The War Machine 💣
English

The War Machine 💣

by

literature
cognitive science
programming
hobbies
multilingual book club 03

The War Machine

In this post, I'm going to talk about my experience reading Seta in Italian. I won't be talking much about the story of the book and whether I liked it or not in the end. Instead of that, this text will be quite data-centric. It's about hard facts and reliable numbers, so at least I know Linda will read it. And hopefully more people as well. To all of you: welcome!

https://www.youtube.com/watch?v=sm8TtOnTLdg

Okay, let's get started. Incidentally, this is the first time that I'm writing this post using the Journaly text editor. Until now, I wrote all of them using a plain text editor (I love Geany) and pasted the result immediately before publishing it. But never mind.

So, the book Seta. If you watched the last livestream (and paid attention) of the amazing Multilanguage Book Club, you'll already know I've read the book during my holidays, in two days. It's been 22 months since I was last in Catalonia (if you're going to call that Spain, please leave this text 🤭), so it was definitely a good thing to reset that counter back to zero. Again, never mind.

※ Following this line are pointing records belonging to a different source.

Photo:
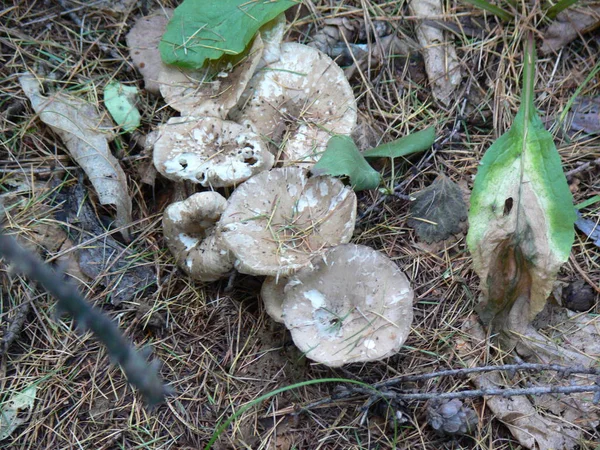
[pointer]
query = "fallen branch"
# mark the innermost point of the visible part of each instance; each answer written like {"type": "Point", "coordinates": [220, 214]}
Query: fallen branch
{"type": "Point", "coordinates": [380, 390]}
{"type": "Point", "coordinates": [141, 374]}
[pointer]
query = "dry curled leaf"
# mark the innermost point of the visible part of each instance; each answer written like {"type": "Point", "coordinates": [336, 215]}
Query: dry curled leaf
{"type": "Point", "coordinates": [438, 211]}
{"type": "Point", "coordinates": [441, 62]}
{"type": "Point", "coordinates": [80, 127]}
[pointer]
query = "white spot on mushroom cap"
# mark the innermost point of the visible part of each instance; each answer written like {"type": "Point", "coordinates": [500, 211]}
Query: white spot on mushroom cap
{"type": "Point", "coordinates": [209, 151]}
{"type": "Point", "coordinates": [188, 241]}
{"type": "Point", "coordinates": [316, 298]}
{"type": "Point", "coordinates": [304, 98]}
{"type": "Point", "coordinates": [367, 311]}
{"type": "Point", "coordinates": [288, 226]}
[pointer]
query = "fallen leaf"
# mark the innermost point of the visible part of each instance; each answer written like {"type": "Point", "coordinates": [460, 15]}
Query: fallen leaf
{"type": "Point", "coordinates": [342, 158]}
{"type": "Point", "coordinates": [521, 217]}
{"type": "Point", "coordinates": [120, 101]}
{"type": "Point", "coordinates": [568, 26]}
{"type": "Point", "coordinates": [198, 32]}
{"type": "Point", "coordinates": [123, 273]}
{"type": "Point", "coordinates": [407, 145]}
{"type": "Point", "coordinates": [142, 40]}
{"type": "Point", "coordinates": [80, 126]}
{"type": "Point", "coordinates": [585, 115]}
{"type": "Point", "coordinates": [16, 411]}
{"type": "Point", "coordinates": [441, 62]}
{"type": "Point", "coordinates": [438, 210]}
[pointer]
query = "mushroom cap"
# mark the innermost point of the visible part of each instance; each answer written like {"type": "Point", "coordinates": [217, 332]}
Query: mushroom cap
{"type": "Point", "coordinates": [189, 229]}
{"type": "Point", "coordinates": [143, 40]}
{"type": "Point", "coordinates": [353, 305]}
{"type": "Point", "coordinates": [271, 293]}
{"type": "Point", "coordinates": [277, 221]}
{"type": "Point", "coordinates": [212, 91]}
{"type": "Point", "coordinates": [298, 102]}
{"type": "Point", "coordinates": [272, 35]}
{"type": "Point", "coordinates": [209, 151]}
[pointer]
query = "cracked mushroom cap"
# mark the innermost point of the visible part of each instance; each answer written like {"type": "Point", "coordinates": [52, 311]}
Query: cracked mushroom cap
{"type": "Point", "coordinates": [271, 293]}
{"type": "Point", "coordinates": [353, 305]}
{"type": "Point", "coordinates": [209, 151]}
{"type": "Point", "coordinates": [212, 91]}
{"type": "Point", "coordinates": [298, 102]}
{"type": "Point", "coordinates": [189, 229]}
{"type": "Point", "coordinates": [143, 40]}
{"type": "Point", "coordinates": [277, 221]}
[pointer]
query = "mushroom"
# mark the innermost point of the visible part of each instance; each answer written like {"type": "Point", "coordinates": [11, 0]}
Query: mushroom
{"type": "Point", "coordinates": [277, 221]}
{"type": "Point", "coordinates": [189, 229]}
{"type": "Point", "coordinates": [352, 305]}
{"type": "Point", "coordinates": [209, 151]}
{"type": "Point", "coordinates": [272, 293]}
{"type": "Point", "coordinates": [297, 103]}
{"type": "Point", "coordinates": [214, 90]}
{"type": "Point", "coordinates": [143, 40]}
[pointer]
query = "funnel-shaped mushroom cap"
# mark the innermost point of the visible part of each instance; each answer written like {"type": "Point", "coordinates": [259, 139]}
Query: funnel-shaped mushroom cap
{"type": "Point", "coordinates": [353, 305]}
{"type": "Point", "coordinates": [212, 91]}
{"type": "Point", "coordinates": [143, 40]}
{"type": "Point", "coordinates": [189, 229]}
{"type": "Point", "coordinates": [277, 221]}
{"type": "Point", "coordinates": [271, 293]}
{"type": "Point", "coordinates": [209, 151]}
{"type": "Point", "coordinates": [298, 102]}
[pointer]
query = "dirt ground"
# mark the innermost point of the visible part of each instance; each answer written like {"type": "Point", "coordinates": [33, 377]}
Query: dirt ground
{"type": "Point", "coordinates": [219, 348]}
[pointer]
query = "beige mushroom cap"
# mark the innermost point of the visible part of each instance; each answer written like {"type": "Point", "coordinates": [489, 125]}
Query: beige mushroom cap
{"type": "Point", "coordinates": [353, 305]}
{"type": "Point", "coordinates": [298, 102]}
{"type": "Point", "coordinates": [212, 91]}
{"type": "Point", "coordinates": [277, 221]}
{"type": "Point", "coordinates": [209, 151]}
{"type": "Point", "coordinates": [271, 293]}
{"type": "Point", "coordinates": [143, 40]}
{"type": "Point", "coordinates": [189, 229]}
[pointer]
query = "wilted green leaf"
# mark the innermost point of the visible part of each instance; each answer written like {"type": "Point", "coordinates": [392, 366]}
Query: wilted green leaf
{"type": "Point", "coordinates": [413, 143]}
{"type": "Point", "coordinates": [16, 411]}
{"type": "Point", "coordinates": [438, 210]}
{"type": "Point", "coordinates": [120, 101]}
{"type": "Point", "coordinates": [208, 29]}
{"type": "Point", "coordinates": [342, 158]}
{"type": "Point", "coordinates": [521, 217]}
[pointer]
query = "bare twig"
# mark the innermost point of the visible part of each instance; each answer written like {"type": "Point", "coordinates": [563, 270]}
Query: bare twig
{"type": "Point", "coordinates": [140, 373]}
{"type": "Point", "coordinates": [381, 389]}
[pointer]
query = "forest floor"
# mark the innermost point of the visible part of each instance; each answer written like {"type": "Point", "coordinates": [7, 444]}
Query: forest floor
{"type": "Point", "coordinates": [219, 347]}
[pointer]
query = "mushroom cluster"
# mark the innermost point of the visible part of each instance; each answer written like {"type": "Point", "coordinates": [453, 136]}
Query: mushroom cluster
{"type": "Point", "coordinates": [257, 123]}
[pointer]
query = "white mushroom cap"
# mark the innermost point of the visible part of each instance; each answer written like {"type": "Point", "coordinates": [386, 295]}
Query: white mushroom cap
{"type": "Point", "coordinates": [209, 151]}
{"type": "Point", "coordinates": [298, 102]}
{"type": "Point", "coordinates": [271, 293]}
{"type": "Point", "coordinates": [212, 91]}
{"type": "Point", "coordinates": [143, 40]}
{"type": "Point", "coordinates": [272, 35]}
{"type": "Point", "coordinates": [189, 229]}
{"type": "Point", "coordinates": [353, 305]}
{"type": "Point", "coordinates": [277, 221]}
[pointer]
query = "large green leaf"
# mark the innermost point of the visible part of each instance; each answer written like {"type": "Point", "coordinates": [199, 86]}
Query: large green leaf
{"type": "Point", "coordinates": [202, 30]}
{"type": "Point", "coordinates": [342, 158]}
{"type": "Point", "coordinates": [521, 217]}
{"type": "Point", "coordinates": [413, 143]}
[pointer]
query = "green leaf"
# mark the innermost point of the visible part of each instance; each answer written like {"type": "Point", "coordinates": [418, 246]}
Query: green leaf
{"type": "Point", "coordinates": [413, 143]}
{"type": "Point", "coordinates": [202, 30]}
{"type": "Point", "coordinates": [120, 101]}
{"type": "Point", "coordinates": [521, 217]}
{"type": "Point", "coordinates": [438, 210]}
{"type": "Point", "coordinates": [16, 411]}
{"type": "Point", "coordinates": [342, 158]}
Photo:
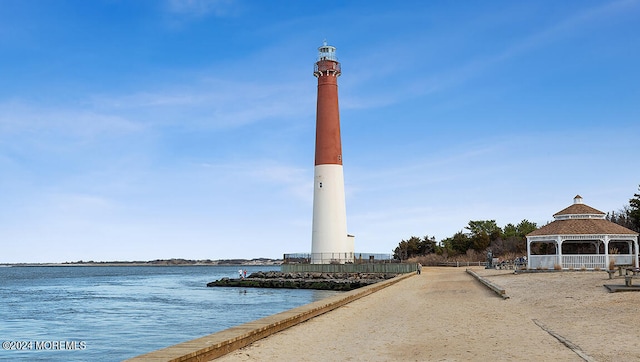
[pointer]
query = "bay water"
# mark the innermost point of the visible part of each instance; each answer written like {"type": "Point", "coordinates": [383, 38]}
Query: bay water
{"type": "Point", "coordinates": [110, 313]}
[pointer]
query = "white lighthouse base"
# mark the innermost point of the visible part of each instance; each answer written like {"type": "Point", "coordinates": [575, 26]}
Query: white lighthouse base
{"type": "Point", "coordinates": [329, 241]}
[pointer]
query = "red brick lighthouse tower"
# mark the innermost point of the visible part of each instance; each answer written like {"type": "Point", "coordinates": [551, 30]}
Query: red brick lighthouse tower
{"type": "Point", "coordinates": [330, 242]}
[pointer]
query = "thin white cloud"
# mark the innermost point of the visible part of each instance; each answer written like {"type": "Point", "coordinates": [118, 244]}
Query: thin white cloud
{"type": "Point", "coordinates": [201, 8]}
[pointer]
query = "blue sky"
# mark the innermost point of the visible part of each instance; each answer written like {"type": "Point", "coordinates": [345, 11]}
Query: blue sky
{"type": "Point", "coordinates": [139, 130]}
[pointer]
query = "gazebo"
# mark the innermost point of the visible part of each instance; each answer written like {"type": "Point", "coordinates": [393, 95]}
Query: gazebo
{"type": "Point", "coordinates": [581, 238]}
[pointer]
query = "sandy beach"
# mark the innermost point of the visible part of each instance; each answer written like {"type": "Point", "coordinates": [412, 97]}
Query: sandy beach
{"type": "Point", "coordinates": [444, 314]}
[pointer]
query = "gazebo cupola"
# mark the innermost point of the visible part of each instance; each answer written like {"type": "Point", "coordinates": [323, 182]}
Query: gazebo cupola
{"type": "Point", "coordinates": [581, 237]}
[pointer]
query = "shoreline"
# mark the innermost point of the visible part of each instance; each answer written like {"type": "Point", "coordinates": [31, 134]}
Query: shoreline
{"type": "Point", "coordinates": [224, 342]}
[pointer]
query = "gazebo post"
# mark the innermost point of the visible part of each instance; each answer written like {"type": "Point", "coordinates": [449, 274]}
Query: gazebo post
{"type": "Point", "coordinates": [559, 251]}
{"type": "Point", "coordinates": [635, 253]}
{"type": "Point", "coordinates": [606, 252]}
{"type": "Point", "coordinates": [528, 253]}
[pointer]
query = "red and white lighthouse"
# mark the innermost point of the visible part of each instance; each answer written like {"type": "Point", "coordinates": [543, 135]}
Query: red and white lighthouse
{"type": "Point", "coordinates": [330, 242]}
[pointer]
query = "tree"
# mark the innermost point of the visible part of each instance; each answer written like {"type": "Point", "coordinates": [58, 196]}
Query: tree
{"type": "Point", "coordinates": [524, 227]}
{"type": "Point", "coordinates": [483, 233]}
{"type": "Point", "coordinates": [634, 211]}
{"type": "Point", "coordinates": [460, 243]}
{"type": "Point", "coordinates": [414, 247]}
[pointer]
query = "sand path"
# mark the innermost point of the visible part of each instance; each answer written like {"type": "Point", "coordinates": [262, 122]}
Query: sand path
{"type": "Point", "coordinates": [442, 315]}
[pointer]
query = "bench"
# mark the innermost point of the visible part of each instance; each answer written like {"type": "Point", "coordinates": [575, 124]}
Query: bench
{"type": "Point", "coordinates": [628, 280]}
{"type": "Point", "coordinates": [622, 266]}
{"type": "Point", "coordinates": [633, 271]}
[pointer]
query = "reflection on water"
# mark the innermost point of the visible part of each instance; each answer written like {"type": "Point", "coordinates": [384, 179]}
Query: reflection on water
{"type": "Point", "coordinates": [123, 311]}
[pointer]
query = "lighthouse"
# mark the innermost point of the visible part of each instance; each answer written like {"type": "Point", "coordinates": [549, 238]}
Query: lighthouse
{"type": "Point", "coordinates": [329, 242]}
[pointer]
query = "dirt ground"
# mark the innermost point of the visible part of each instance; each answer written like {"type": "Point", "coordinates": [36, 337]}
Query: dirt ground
{"type": "Point", "coordinates": [444, 314]}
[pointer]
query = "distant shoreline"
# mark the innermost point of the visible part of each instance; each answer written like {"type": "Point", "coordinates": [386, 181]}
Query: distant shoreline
{"type": "Point", "coordinates": [163, 262]}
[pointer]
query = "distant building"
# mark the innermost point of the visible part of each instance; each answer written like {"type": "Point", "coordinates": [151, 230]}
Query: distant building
{"type": "Point", "coordinates": [600, 240]}
{"type": "Point", "coordinates": [329, 242]}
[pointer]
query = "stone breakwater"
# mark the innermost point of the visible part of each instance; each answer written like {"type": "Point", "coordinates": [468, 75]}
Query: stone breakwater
{"type": "Point", "coordinates": [320, 281]}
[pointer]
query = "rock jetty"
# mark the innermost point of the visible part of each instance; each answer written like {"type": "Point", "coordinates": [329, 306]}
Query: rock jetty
{"type": "Point", "coordinates": [319, 281]}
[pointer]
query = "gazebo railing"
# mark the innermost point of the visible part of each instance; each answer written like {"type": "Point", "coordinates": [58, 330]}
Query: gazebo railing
{"type": "Point", "coordinates": [587, 261]}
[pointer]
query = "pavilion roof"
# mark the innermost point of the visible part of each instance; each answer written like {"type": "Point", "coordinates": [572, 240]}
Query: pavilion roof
{"type": "Point", "coordinates": [578, 209]}
{"type": "Point", "coordinates": [582, 227]}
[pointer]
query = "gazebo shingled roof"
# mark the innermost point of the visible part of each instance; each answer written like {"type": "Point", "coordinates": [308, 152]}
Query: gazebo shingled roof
{"type": "Point", "coordinates": [579, 209]}
{"type": "Point", "coordinates": [581, 219]}
{"type": "Point", "coordinates": [582, 227]}
{"type": "Point", "coordinates": [580, 223]}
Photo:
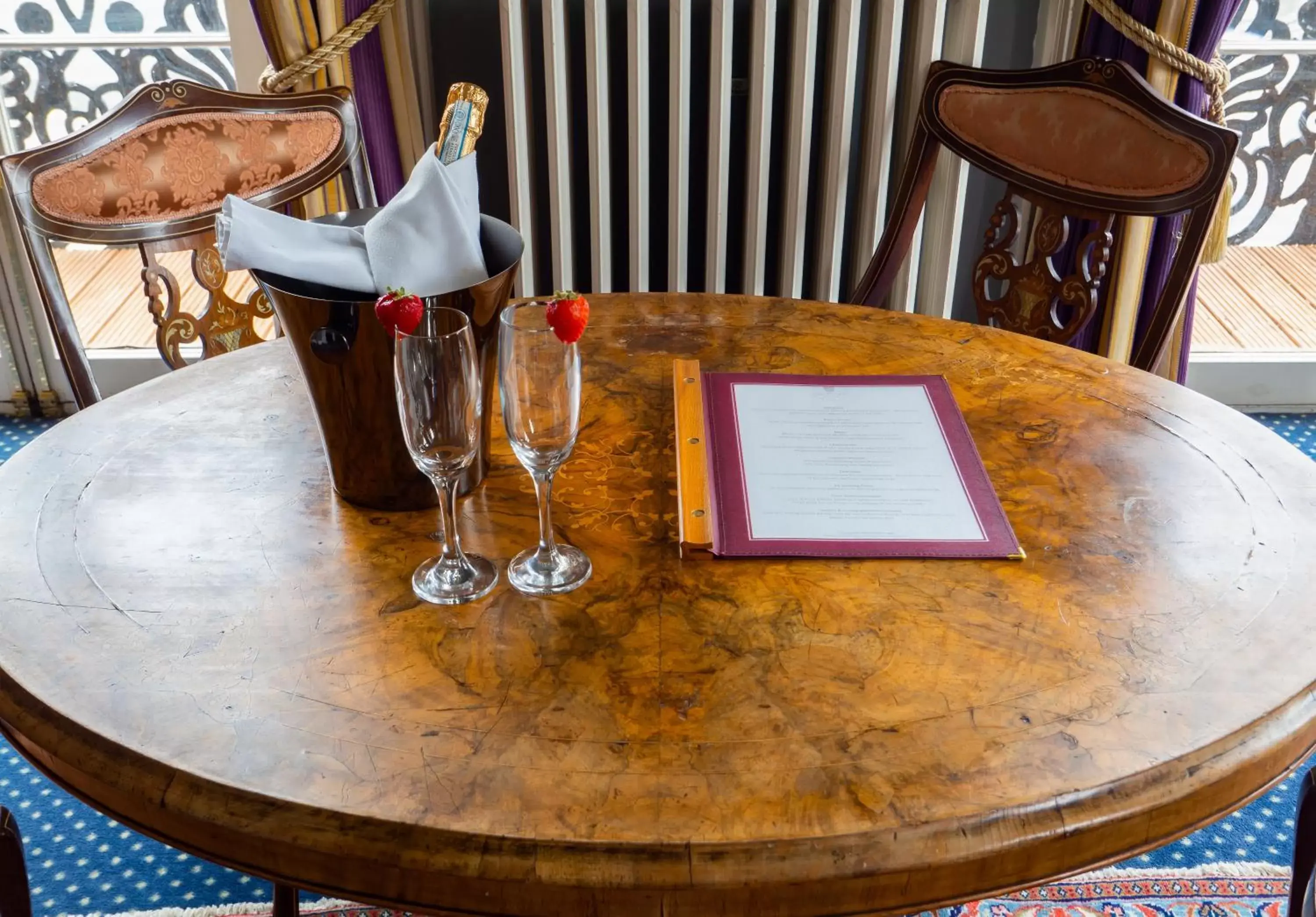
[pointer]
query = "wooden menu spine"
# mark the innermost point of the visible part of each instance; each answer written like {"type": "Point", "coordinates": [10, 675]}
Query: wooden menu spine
{"type": "Point", "coordinates": [693, 492]}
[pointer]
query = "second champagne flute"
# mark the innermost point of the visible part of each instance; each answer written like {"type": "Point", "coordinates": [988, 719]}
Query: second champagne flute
{"type": "Point", "coordinates": [540, 387]}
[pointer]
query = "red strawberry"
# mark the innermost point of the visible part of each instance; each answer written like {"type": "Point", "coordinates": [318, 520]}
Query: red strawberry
{"type": "Point", "coordinates": [399, 311]}
{"type": "Point", "coordinates": [568, 315]}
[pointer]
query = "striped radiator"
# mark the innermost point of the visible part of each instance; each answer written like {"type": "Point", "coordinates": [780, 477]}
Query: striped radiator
{"type": "Point", "coordinates": [723, 147]}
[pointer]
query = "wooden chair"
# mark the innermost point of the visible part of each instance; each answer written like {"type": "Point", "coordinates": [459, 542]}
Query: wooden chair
{"type": "Point", "coordinates": [154, 173]}
{"type": "Point", "coordinates": [1085, 140]}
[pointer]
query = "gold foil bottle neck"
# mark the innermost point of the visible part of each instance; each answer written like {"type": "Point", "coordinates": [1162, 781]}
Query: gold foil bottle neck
{"type": "Point", "coordinates": [464, 122]}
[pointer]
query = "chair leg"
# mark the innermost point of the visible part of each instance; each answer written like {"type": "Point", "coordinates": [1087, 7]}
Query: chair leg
{"type": "Point", "coordinates": [1305, 844]}
{"type": "Point", "coordinates": [15, 898]}
{"type": "Point", "coordinates": [285, 902]}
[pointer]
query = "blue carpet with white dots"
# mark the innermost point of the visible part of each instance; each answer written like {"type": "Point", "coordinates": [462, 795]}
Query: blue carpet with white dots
{"type": "Point", "coordinates": [82, 862]}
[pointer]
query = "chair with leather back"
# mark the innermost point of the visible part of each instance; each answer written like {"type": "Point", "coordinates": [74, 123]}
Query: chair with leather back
{"type": "Point", "coordinates": [154, 173]}
{"type": "Point", "coordinates": [1082, 143]}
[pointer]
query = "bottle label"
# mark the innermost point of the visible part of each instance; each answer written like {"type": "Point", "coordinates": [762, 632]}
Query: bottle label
{"type": "Point", "coordinates": [456, 140]}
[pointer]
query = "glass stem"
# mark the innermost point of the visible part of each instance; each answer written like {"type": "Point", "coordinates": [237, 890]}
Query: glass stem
{"type": "Point", "coordinates": [544, 557]}
{"type": "Point", "coordinates": [451, 555]}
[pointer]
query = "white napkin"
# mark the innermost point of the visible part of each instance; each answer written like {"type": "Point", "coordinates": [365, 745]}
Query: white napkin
{"type": "Point", "coordinates": [249, 236]}
{"type": "Point", "coordinates": [427, 239]}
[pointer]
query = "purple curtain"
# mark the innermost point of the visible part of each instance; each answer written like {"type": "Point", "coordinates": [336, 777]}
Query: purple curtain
{"type": "Point", "coordinates": [370, 87]}
{"type": "Point", "coordinates": [1099, 39]}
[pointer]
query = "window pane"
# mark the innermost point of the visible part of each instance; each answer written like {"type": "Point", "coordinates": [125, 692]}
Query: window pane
{"type": "Point", "coordinates": [52, 18]}
{"type": "Point", "coordinates": [53, 93]}
{"type": "Point", "coordinates": [1272, 102]}
{"type": "Point", "coordinates": [1277, 19]}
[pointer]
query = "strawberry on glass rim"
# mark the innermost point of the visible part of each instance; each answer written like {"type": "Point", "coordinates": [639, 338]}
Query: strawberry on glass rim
{"type": "Point", "coordinates": [568, 314]}
{"type": "Point", "coordinates": [399, 311]}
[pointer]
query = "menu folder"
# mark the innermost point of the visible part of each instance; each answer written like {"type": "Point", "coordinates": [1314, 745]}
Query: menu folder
{"type": "Point", "coordinates": [778, 465]}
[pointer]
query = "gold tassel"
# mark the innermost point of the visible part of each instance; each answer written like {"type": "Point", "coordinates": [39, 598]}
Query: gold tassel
{"type": "Point", "coordinates": [1218, 237]}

So, the book Seta. I've read the whole book (okay, it's not that long) using a very simple book reader programmed by yours truly. Instead of just describing the poor thing, let me show you how that looks like. Let's see if I find it... Ah, here it is: https://asciinema.org/a/9bITXnQ4vF9GM5lk5E1kge8lr. Have fun.

Now that you're back from watching that tiny "video" recording, you have a better idea of how my reading experience looked like (and also about my horrible taste of a color scheme for highlighting words on the screen). The essence of the computer program is: It highlights words according to their knowledge. If you know about LingQ or similar software, you'll immediately understand what that means. As I didn't c̶a̶r̶e̶ know about the different already existing software products, I just wrote my own little baby, tailored to my specific needs, wishes and bad ideas. So I'm using that for reading e-books, which I convert first (using Calibre) from the original format (.epub, say) to a plain text document, which is what the program uses.

So, the book Seta. The repetition of sentences reminds me of something I've read lately...

Before actually reading Seta, I went through parts of the vocabulary (as you can see here: https://asciinema.org/a/23zWlUx1FkRSABXdoGG7JBVAY). There, I basically rushed through the most frequent (and thus important) words in the story and marked them according to my estimated state of knowledge. Since I officially don't really speak Italian, there are a lot of unknown words (the red ones). Part of the fun is exactly this: Reading in a foreign language that feels quite familiar. As I wrote somewhere else (https://journaly.com/post/11675), I read the previous book for the second round of the Book Club (it was just wonderful to be able to choose something of your own liking!) also in Italian. I liked the experience so much that I'm repeating it this time.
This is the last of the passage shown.